NAB’s intention is to pursue a demerger of 75% of CYBG to NAB shareholders and proposed divestment of the remaining 25% by IPO to institutional investors.
If the demerger is implemented, shareholders will retain their existing NAB shares and eligible NAB shareholders will receive one CYBG share for every four NAB shares they hold.
The demerger remains conditional on court, shareholder and final regulatory approvals, but is expected to complete in early February.
CYBG is expected to have a primary listing on the London Stock Exchange and the Australian Securities Exchange.
NAB Chairman, Michael Chaney, said:
“Having assessed a number of alternatives, the NAB Board considers the demerger (in conjunction with the opportunity to undertake the IPO) is the best exit option and is likely to enhance value for NAB shareholders over the long term.

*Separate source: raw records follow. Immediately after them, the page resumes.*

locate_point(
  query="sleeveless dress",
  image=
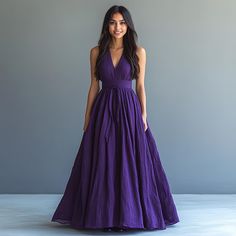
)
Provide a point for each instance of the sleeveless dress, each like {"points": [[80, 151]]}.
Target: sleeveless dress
{"points": [[117, 179]]}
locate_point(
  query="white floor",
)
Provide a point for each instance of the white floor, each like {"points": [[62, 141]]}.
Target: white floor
{"points": [[200, 214]]}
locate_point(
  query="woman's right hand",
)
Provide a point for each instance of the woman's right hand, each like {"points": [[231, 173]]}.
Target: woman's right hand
{"points": [[86, 124]]}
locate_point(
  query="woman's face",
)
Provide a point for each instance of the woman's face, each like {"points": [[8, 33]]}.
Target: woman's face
{"points": [[117, 26]]}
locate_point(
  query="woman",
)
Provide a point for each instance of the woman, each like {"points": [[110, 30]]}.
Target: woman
{"points": [[117, 181]]}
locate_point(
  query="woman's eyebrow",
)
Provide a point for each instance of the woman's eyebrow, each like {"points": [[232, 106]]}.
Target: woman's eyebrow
{"points": [[115, 20]]}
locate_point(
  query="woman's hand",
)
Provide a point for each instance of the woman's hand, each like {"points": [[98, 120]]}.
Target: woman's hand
{"points": [[144, 117], [86, 122]]}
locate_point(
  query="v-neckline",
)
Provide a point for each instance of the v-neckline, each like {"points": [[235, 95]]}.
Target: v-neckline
{"points": [[113, 66]]}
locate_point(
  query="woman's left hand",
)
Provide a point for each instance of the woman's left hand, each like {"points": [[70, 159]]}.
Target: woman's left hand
{"points": [[144, 117]]}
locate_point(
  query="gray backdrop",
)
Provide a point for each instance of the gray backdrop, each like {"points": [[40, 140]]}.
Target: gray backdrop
{"points": [[190, 85]]}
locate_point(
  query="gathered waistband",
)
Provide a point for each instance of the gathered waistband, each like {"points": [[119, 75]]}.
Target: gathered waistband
{"points": [[123, 84]]}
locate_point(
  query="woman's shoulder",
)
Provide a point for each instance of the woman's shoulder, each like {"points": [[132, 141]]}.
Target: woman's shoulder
{"points": [[140, 50], [94, 50]]}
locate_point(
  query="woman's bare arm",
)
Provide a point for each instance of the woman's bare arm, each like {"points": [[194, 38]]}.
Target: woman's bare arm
{"points": [[140, 87], [94, 86]]}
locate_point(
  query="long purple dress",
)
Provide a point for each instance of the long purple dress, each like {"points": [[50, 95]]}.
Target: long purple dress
{"points": [[117, 179]]}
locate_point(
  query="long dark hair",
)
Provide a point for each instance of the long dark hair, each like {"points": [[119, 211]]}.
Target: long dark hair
{"points": [[129, 40]]}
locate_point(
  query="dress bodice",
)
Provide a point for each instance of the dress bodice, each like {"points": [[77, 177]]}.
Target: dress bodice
{"points": [[115, 76]]}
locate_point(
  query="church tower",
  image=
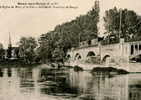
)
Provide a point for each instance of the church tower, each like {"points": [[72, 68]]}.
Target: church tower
{"points": [[9, 50]]}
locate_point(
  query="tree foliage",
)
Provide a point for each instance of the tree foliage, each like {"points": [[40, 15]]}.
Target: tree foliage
{"points": [[130, 23]]}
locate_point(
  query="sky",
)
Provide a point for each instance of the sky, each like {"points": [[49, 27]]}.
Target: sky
{"points": [[36, 21]]}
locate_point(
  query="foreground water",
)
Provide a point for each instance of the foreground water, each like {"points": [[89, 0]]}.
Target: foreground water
{"points": [[46, 84]]}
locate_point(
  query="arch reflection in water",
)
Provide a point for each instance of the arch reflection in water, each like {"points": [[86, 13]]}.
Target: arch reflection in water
{"points": [[44, 84]]}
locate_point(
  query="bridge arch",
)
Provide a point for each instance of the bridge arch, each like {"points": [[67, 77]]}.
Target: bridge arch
{"points": [[77, 56], [105, 58], [91, 54], [68, 56]]}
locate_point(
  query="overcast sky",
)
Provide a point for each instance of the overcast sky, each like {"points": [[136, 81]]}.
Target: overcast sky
{"points": [[33, 22]]}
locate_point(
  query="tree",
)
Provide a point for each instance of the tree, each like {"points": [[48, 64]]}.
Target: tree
{"points": [[129, 23], [27, 48]]}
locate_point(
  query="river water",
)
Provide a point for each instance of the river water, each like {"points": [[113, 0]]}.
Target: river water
{"points": [[46, 84]]}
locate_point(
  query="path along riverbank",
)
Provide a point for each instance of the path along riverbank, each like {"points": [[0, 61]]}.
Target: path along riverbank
{"points": [[130, 67]]}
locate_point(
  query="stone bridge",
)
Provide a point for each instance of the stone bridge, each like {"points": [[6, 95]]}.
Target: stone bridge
{"points": [[119, 52]]}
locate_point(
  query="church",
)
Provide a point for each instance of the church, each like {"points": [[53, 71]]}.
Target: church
{"points": [[12, 52]]}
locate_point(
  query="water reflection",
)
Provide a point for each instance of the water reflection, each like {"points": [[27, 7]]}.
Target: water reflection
{"points": [[42, 84]]}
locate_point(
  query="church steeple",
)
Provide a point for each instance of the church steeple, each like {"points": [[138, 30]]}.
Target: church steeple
{"points": [[9, 50], [10, 44]]}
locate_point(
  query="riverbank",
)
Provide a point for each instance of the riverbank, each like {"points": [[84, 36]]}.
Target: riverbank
{"points": [[16, 63]]}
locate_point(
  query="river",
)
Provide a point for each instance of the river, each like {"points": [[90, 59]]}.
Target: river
{"points": [[45, 84]]}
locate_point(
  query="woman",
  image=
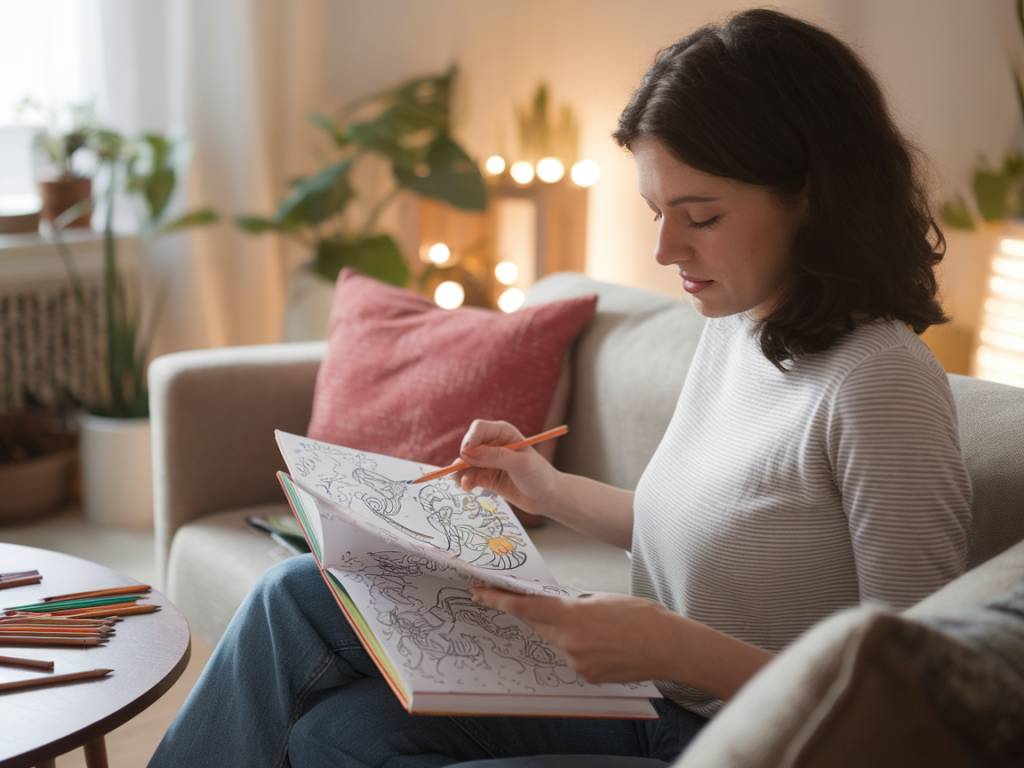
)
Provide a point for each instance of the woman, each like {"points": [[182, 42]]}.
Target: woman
{"points": [[812, 461]]}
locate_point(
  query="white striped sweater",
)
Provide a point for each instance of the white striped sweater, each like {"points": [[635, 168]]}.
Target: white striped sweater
{"points": [[774, 500]]}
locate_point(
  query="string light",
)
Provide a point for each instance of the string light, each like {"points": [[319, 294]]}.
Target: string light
{"points": [[1000, 352], [449, 295], [511, 299], [506, 272], [522, 172]]}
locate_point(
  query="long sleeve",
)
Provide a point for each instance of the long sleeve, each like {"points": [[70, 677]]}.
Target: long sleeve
{"points": [[895, 455]]}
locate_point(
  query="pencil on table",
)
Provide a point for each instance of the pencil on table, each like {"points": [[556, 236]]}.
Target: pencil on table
{"points": [[34, 682], [111, 592], [49, 640], [459, 464], [33, 664], [23, 582]]}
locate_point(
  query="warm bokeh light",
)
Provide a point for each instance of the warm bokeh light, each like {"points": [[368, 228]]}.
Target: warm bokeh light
{"points": [[495, 165], [511, 299], [506, 272], [1000, 351], [439, 253], [550, 170], [449, 295], [522, 172], [585, 173]]}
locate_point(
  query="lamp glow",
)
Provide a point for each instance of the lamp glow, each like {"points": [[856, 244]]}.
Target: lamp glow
{"points": [[550, 170], [449, 295], [495, 165], [511, 299], [1000, 351], [585, 173], [439, 253], [521, 172], [506, 272]]}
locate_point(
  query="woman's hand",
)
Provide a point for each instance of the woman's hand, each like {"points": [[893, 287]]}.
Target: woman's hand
{"points": [[607, 638], [523, 477]]}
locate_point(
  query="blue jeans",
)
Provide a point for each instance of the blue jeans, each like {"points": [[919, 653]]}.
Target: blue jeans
{"points": [[290, 684]]}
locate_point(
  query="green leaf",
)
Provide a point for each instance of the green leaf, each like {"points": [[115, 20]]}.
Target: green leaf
{"points": [[956, 215], [449, 174], [257, 224], [316, 198], [200, 217], [377, 256], [990, 189]]}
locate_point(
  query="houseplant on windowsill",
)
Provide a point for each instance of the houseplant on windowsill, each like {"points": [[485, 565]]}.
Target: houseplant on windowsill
{"points": [[115, 428], [58, 148], [410, 127]]}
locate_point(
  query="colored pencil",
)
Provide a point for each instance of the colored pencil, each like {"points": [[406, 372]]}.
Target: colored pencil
{"points": [[33, 664], [113, 591], [460, 464], [24, 582], [112, 610], [47, 640], [85, 603], [34, 682]]}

“In recent years, NAB has taken a number of steps and initiatives to strengthen CYBG’s standalone position. The NAB directors are of the view that CYBG is now in a position to be demerged to NAB shareholders and be listed as a standalone retail and SME bank with a strong franchise across its core regional UK markets, a strong balance sheet and capital position, a robust business plan and operating platform, as well as an experienced management team.
“The demerger provides eligible shareholders with separate investments in NAB and CYBG and if they choose to retain their CYBG securities, the ability to benefit from any improvement in the UK economy and CYBG’s strategy and performance going forward."
NAB Group CEO, Andrew Thorburn, added:
“Following the demerger, NAB is likely to benefit through a combination of improved return on equity and capital generation given the higher profitability and returns currently generated from NAB’s core Australia and New Zealand businesses."